After featuring in a successful Apple iPod advertisement in April 2008, "Shut Up and Let Me Go" was soon released in the US on 15 April and was The Ting Tings' first single to chart on the Billboard Hot 100 Singles Chart.
The song was number 27 on Rolling Stones list of the 100 Best Songs of 2008.

==Music video==
The video for "Shut Up and Let Me Go" was directed by Alex and Liane for Factory Films. The video, filmed in one day, features The Ting Tings performing kung fu and uses a variety of hand gestures to transition from scene to scene.

Directors Alex and Liane described the video as "a bit over-ambitious" because of its fight scenes which "were just so time consuming to get right". The various hand gestures were inspired by the Neoist art movement. The video premiered on MTV in America on 13 June 2008. It was nominated for 2008 MTV Video Music Awards for Video of the Year, but lost to Britney Spears' "Piece of Me" and won for Best UK Video.

==Chart performance==
"Shut Up and Let Me Go" was released in the United States on 15 April 2008. The song debuted on the Billboard Hot 100 at number 93 on 17 May 2008. The following week it reached its peak position at number 55. The song was certified Gold in America with sales of over 500,000 on 14 October 2008. In Canada, the song reached number 29 and remained on the Hot 100 chart for six weeks.

"Shut Up and Let Me Go" debuted at number 49 on the UK Singles Chart.

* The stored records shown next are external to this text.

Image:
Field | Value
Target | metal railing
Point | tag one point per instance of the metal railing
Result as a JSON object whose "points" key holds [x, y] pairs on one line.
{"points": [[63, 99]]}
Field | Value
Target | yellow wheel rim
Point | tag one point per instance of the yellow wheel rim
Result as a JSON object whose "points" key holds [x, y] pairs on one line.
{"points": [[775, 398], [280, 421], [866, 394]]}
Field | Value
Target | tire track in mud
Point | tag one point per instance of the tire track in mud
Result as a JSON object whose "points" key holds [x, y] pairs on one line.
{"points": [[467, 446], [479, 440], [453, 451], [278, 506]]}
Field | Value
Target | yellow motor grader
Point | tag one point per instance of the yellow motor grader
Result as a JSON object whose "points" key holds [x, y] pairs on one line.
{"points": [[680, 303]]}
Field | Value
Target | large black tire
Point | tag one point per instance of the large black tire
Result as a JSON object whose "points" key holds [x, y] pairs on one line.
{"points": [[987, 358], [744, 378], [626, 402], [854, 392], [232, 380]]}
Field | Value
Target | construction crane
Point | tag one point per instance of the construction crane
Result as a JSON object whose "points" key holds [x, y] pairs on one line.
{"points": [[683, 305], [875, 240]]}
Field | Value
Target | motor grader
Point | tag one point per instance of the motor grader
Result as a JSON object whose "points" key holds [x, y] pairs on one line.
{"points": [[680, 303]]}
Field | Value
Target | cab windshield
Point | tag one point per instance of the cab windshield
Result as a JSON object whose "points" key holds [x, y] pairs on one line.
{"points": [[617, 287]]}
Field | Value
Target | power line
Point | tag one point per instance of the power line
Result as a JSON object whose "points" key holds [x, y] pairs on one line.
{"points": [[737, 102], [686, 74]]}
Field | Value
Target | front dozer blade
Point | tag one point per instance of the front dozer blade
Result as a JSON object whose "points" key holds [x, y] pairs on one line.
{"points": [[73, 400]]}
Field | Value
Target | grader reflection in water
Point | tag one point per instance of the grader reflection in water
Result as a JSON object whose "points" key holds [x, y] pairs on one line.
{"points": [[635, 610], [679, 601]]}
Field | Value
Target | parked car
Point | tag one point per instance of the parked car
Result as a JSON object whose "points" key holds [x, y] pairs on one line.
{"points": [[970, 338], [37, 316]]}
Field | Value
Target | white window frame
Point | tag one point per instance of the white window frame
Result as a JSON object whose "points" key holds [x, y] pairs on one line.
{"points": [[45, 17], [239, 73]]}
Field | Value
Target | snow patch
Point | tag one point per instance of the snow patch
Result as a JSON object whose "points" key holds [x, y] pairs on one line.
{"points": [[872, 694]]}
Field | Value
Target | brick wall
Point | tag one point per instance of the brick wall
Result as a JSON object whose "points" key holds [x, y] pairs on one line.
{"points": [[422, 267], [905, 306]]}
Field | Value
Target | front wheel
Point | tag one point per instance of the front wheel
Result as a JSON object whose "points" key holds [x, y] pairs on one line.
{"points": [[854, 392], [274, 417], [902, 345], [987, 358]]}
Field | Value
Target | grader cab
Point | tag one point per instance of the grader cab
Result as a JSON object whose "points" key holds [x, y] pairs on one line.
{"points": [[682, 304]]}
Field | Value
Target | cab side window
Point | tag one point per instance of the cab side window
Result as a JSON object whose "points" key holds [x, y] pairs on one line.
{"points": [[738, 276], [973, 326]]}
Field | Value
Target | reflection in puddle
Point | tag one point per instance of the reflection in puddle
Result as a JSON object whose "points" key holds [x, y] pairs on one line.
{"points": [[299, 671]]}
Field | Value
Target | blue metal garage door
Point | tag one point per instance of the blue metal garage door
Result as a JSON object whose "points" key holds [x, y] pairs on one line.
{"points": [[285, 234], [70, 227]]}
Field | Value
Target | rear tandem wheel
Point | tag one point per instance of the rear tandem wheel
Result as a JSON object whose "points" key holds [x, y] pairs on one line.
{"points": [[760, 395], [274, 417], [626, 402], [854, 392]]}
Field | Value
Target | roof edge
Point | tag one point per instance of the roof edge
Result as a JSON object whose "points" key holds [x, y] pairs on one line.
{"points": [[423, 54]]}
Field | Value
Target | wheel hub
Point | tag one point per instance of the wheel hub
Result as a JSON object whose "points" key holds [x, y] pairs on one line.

The following week the song peaked at number 29. Two weeks later, the song fell out of the chart, but on 29 June 2008 the song re-entered the chart at number 24 and peaked at number six. Even though "Shut Up and Let Me Go" peaked lower than "That's Not My Name", the song showed great longevity by remaining in the Top 40 for many weeks.

In Australia, the single has debuted at number 79 on 10 November.

==Track listings==

US digital download
1. "Shut Up and Let Me Go"

UK CD 1
1. "Shut Up and Let Me Go"
2. "Shut Up and Let Me Go" (Haji and Emanuel Remix)

UK CD 2
1. "Shut Up and Let Me Go"
2. "Shut Up and Let Me Go" (Tocadisco Love the Old School Mix)

7-inch yellow vinyl
1. "Shut Up and Let Me Go"
2. "Shut Up and Let Me Go" (Tocadisco Love the Old School Mix)

UK remixes CD
1. "Shut Up and Let Me Go" (Tom Neville's Keep It Quiet Remix)
2. "Shut Up and Let Me Go" (Chris Lake Remix)
3. "Shut Up and Let Me Go" (Haji & Emanuel Remix)
4. "Shut Up and Let Me Go" (Tocadisco Love the Old School Mix)

==Personnel==
- Jules De Martino - drums, keyboards, percussion, production, vocals
- Katie White - vocals, guitar
- Sam Beckwith - synths
- Sarah Templeman - bass guitar
- Dave Sardy - mixing

==Charts==

===Weekly charts===

| Chart (2008–2013) | Peak position |
|---|---|
| Australia (ARIA) | 44 |
| Australian Club Chart (ARIA) Haji & Emanuel Remix | 22 |
| Austria (Ö3 Austria Top 40) | 52 |
| Belgium (Ultratop 50 Flanders) | 31 |
| Belgium (Ultratop 50 Wallonia) | 29 |
| Canada (Canadian Hot 100) | 29 |
| France (SNEP) | 152 |
| Germany (GfK) | 43 |
| Ireland (IRMA) | 9 |
| Mexico Anglo (Monitor Latino) | 1 |
| Netherlands (Dutch Top 40 Tipparade) | 5 |
| Netherlands (Single Top 100) | 65 |
| Scotland Singles (OCC) | 5 |
| South Korea International Singles (Gaon) | 39 |
| Switzerland (Schweizer Hitparade) | 48 |
| UK Singles (OCC) | 6 |
| US Billboard Hot 100 | 55 |
| US Alternative Airplay (Billboard) | 34 |
| US Dance Club Songs (Billboard) | 1 |
| US Pop Airplay (Billboard) | 38 |

===Year-end charts===

| Chart (2008) | Position |
|---|---|
| Canada (Canadian Hot 100) | 91 |
| UK Singles (OCC) | 63 |

==Certifications==

| Region | Certification | Certified units/sales |
| United Kingdom (BPI) | Silver | 200,000^{*} |
| United States (RIAA) | Platinum | 1,000,000^{*} |
^{*} Sales figures based on certification alone.